Apre l'armadio e prende una valigia, iniziando a mettervi dentro tutti i suoi vestiti, poi una scatolina con dentro degli accessori di bigiotteria, un carillon rosa, e un'altra scatola. Si siede sulla valigia per chiuderla.
I vari libri e quaderni della scuola, li mette dentro un borsone nero e anche le scarpe che ha.
In pochi minuti, svuota tutta la sua camera da letto.
«Devi prendere altro?» le chiedo
Fa di no con la testa. Io prendo sia la valigia che il borsone e mi avvio alla porta.

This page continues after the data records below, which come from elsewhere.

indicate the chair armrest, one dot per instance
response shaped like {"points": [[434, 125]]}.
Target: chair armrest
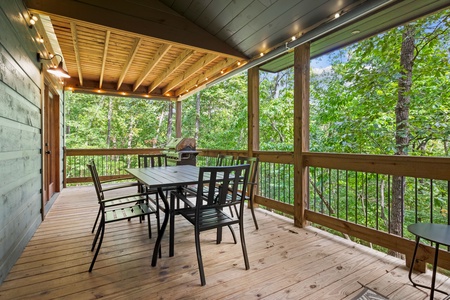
{"points": [[182, 197], [119, 186], [131, 198]]}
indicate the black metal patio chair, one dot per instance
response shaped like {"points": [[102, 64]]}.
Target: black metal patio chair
{"points": [[114, 210], [124, 199], [208, 210]]}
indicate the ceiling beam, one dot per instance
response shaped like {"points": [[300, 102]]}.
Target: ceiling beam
{"points": [[185, 55], [109, 88], [189, 72], [129, 61], [149, 19], [73, 30], [162, 50], [205, 77], [105, 55]]}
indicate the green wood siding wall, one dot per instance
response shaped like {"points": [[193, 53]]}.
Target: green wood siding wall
{"points": [[20, 135]]}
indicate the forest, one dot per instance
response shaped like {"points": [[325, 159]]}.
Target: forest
{"points": [[352, 109], [388, 94]]}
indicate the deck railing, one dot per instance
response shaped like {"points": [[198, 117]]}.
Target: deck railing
{"points": [[347, 193]]}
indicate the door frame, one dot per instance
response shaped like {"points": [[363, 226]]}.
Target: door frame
{"points": [[50, 127]]}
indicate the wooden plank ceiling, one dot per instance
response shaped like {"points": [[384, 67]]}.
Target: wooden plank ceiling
{"points": [[169, 49]]}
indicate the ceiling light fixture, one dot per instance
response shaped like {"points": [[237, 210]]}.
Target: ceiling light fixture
{"points": [[350, 16], [57, 71]]}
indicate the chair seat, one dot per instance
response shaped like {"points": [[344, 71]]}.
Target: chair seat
{"points": [[209, 218], [124, 200], [122, 213]]}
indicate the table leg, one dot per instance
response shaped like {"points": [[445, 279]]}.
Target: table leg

Lei guarda quell'uomo, seduto a una sedia con la birra davanti.
Fa per avvicinarsi ma poi si ferma e torna indietro.
Apre la porta e usciamo insieme, senza dire una parola.
Solo quando arrivo a casa mia mi parla.
«Perché?» chiede, sganciandosi la cintura di sicurezza.
Io tolgo la mia, la prendo in braccio facendola sedere su di me a cavalcioni.
«Perché non ce la faccio più a vederti soffrire. Ho bisogno di vederti star bene, di sapere che sei al sicuro, ho bisogno di vederti sorridere. Mi voglio prendere cura di te, cosa che avrebbe dovuto fare lui ma non l'ha fatto. Sono tranquillo solo quando sei con me. Voglio proteggerti. Ho bisogno di te.» le accarezzo la guancia.
Quasi mi pento dell'ultima frase, ma è vero. Ho bisogno di lei.
Lei mi sorride, si morde il labbro.
Mi abbraccia e il mio viso affronda nei suoi capelli luminosi e profumati. Profumano di lei.
Restiamo in quella posizione per un tempo che mi sembra infinito.
Un piccolo infinito che vorrei non finisse mai, se si tratta di lei.